Berlinale: Chronik


16. Internationale Filmfestspiele Berlin
24. Juni - 05. Juli 1966

„Autogrammblocks gibt es nicht mehr. Darsteller, obgleich sie heute wahrscheinlich viel intelligenter sind als die einstmals umbuhlten, brauchen ihren Namen gar nicht mehr schreiben zu können. Keiner verlangt es öffentlich von ihnen.“

(Filmkritiker Friedrich Luft in „Die Welt“)

© Filmmuseum Berlin
Jean-Pierre Léaud mit dem Silbernen Bären für sein Schauspiel in Masculin, Féminin

Die Jungen geben den Ton an

Die „neue Generation“ ist auf der Berlinale präsent und zeigt ihr Profil: Es laufen Filme von Satyajit Ray, Jean-Luc Godard, Carlos Saura und Roman Polanski und im Publikum wird eine neue Lust auf Diskussion spürbar. Die Themen die bewegen, haben die Leinwände der Berlinale erreicht und die Zeitgenossen stellen eine deutliche Veränderung des Festivals fest: Das Publikum wird jünger, die Haare länger, der Starrummel flaut ab, das Klima wird ernsthafter. Das Medium hat sich emanzipiert vom Zwang zur Unterhaltung und ist zu einem Mittel der Debatte geworden.
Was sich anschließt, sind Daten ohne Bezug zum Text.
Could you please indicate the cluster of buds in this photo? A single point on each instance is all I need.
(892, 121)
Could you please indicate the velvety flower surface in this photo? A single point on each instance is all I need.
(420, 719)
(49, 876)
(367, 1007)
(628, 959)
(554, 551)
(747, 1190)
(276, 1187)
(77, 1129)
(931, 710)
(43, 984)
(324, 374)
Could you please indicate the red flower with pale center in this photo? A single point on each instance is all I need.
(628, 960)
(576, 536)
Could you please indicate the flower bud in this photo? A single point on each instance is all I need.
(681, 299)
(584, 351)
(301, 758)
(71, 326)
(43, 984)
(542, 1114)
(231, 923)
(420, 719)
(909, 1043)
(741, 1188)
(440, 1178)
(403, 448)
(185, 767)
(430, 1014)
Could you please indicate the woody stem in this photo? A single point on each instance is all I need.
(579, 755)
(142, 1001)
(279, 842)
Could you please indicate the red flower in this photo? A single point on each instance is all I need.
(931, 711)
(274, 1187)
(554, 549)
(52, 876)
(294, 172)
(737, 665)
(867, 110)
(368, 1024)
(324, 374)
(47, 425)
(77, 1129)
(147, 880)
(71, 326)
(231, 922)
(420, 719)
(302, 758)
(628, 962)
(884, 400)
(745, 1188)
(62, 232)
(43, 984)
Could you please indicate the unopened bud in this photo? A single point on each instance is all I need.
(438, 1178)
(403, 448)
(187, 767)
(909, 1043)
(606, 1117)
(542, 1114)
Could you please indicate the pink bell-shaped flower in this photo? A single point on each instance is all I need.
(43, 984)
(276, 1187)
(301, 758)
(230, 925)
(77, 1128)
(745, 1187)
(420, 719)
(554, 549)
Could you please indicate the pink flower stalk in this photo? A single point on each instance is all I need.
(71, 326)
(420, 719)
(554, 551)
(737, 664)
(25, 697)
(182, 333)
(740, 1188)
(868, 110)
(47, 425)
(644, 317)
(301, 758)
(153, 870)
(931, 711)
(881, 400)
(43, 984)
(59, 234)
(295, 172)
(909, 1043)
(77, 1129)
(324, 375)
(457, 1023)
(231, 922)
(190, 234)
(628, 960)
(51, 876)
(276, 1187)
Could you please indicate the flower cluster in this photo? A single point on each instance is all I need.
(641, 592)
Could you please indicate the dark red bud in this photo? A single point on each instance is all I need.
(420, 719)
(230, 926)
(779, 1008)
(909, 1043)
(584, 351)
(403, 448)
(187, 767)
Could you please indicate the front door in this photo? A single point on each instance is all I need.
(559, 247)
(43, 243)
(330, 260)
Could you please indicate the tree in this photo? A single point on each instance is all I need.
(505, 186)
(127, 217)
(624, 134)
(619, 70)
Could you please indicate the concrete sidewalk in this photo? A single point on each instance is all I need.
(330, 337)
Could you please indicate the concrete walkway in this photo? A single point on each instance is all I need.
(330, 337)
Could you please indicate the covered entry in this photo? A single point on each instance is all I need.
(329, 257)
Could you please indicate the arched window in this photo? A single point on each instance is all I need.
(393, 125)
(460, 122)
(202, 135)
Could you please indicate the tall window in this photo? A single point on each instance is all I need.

Es beginnt die Zeit der Podiumsdiskussionen. Eine fragt: „Welche Zukunft hat der Film?“ und versammelt Peter Schamoni, Roman Polanski, Pier-Paolo Pasolini, Satyajit Ray, Jean-Paul Rappeneau und Volker Schlöndorff auf der Bühne, um sie gemeinsam nach einer Antwort suchen zu lassen. Aber die Zukunft hatte gerade erst begonnen und noch fühlte sich keiner zu verbindlichen Prognosen bereit. Stattdessen beruft man sich auf die Gegenwart, an der es zu arbeiten gelte. Es ging um die konkreten Produktionsbedingungen, unter denen Filme entstehen, und um die ästhetische und gesellschaftliche Herausforderung durch das Fernsehen. Das „Konkurrenzmedium“ hatte sich etabliert, die Deutsche Film- und Fernsehakademie Berlin und die Hochschule für Fernsehen und Film in München hatten kurz zuvor den Lehrbetrieb aufgenommen. Filme machen konnte man jetzt studieren.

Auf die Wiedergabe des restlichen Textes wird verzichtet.